Big news! This week on the Scottish Poetry Library podcast, former Poet Laureate of the United States Robert Pinsky discusses poems, poetry readers, jazz and his curious family history, he talks about his enthusiasm for his Favorite Poem Project – “For me a poem is a work of art that’s so intimate and so internal that its medium is any reader’s voice,” he talks about all sorts of stuff in a voice that could announce this summer’s blockbusters. In a wide ranging interview, he speaks about his formative years – “I grew up among very verbal, eloquent, skillful joke tellers and complainers and arguers and liars” – and the way he tries to capture music in language. He also reads a number of his poems and talks about his passion for poetry. “I never defended poetry. I don’t believe in commercials for poetry. It is so fundamental, so large, so central… It’s an insult to poetry to advocate for it or defend it.”
This is a pretty special conversation that I enjoyed the heck out of, and I hope you do too! Click the little triangle for some of the best words you’ll hear today.
We caught up with incredible poets slash art facilitators slash awesome humans Ken Arkind and Jon Sands during their recent tour of the UK and Ireland, and got a funny, yet, in-depth chat about their views on the nature of performance poetry and the importance of promoting art in underprivileged areas, PLUS some of their own excellent work. We had a total blast with these guys, can’t wait to catch up with them again, and I thoroughly recommend you look up more of theirwork on the YouTube.
Ken is a National Poetry Slam Champion, and full time touring artist (who I first met in Melbourne) and who has performed across the US, been published in numerous anthologies. Jon is a full-time teaching & performing artist. His first full collection of poems, The New Clean, was released in 2011 from Write Bloody Publishing. He is currently the Director of Poetry Education at the Positive Health Project.

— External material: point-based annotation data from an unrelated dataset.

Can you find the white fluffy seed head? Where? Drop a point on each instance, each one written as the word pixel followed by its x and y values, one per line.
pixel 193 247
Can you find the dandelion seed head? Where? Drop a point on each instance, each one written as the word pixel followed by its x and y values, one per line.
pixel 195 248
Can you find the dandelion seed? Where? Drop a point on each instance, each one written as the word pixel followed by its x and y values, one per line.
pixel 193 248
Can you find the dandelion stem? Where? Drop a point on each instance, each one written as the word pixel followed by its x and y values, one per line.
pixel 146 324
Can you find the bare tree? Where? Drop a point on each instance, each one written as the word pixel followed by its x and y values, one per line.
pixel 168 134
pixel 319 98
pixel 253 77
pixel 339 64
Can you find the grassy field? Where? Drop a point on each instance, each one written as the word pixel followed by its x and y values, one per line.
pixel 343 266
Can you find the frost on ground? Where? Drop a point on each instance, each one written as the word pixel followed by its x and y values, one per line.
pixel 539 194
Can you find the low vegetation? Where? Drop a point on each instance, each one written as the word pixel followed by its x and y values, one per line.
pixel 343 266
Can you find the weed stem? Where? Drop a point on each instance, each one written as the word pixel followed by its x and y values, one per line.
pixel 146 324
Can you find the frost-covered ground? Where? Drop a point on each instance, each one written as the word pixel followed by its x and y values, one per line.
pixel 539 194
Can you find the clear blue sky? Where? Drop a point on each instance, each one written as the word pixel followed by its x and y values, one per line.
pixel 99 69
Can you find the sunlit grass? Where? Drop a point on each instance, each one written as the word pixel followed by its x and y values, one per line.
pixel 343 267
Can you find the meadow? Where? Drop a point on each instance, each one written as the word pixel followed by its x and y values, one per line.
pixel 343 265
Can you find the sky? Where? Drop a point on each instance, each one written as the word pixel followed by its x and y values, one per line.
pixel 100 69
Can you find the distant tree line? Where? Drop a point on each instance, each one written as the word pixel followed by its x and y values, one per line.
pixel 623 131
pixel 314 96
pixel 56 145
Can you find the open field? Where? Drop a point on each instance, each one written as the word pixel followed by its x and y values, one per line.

If you want to hear some uplifting work and remind yourself why we do this stuff in the first place, listen in.
I have been woefully inadaquate in hyping the Scottish Poetry Library on my website. This is a shame because of the sheer breadth and scope of talent on display in these conversations and readings. We’ve got poets from New Zealand, Malta, America, the Scottish Isles and Britain. We talk nationalism with Donny O’Rourke, Occupy Wall Street with Matthew Zapreder, cynicism with Matthew Dickman, politics and small communities with Gabrielle Calvocoressi and life with Sarah Broom. I’ve learned something new with every interview and they provide food for thought and poems to inspire, sometimes advice. Thanks to all who sat patiently through my questions — I enjoyed every chat and hope you, dear listener, will too. Dip in and tell us what you think. Click on a name to hear the podcast and don’t forget to subscribe – for free – via Itunes or RSS. Ryan
One of the most spectacular things I’ve had a chance to do recently was to work with a cohort of fantastic poets from Lebanon, Scotland and Syria on new translations of each others work. Some of you, I hope, were able to come to our readings in Edinburgh, Glasgow and Beirut. However, if you weren’t, these new translations should give you a taste of contemporary poetry from the region. You’ll also find brand-new work in both English and Arabic from our friends Tom Pow, William Letford, and Emily Ballou. I also have a few poems inside there. I encourage you to check out this free book.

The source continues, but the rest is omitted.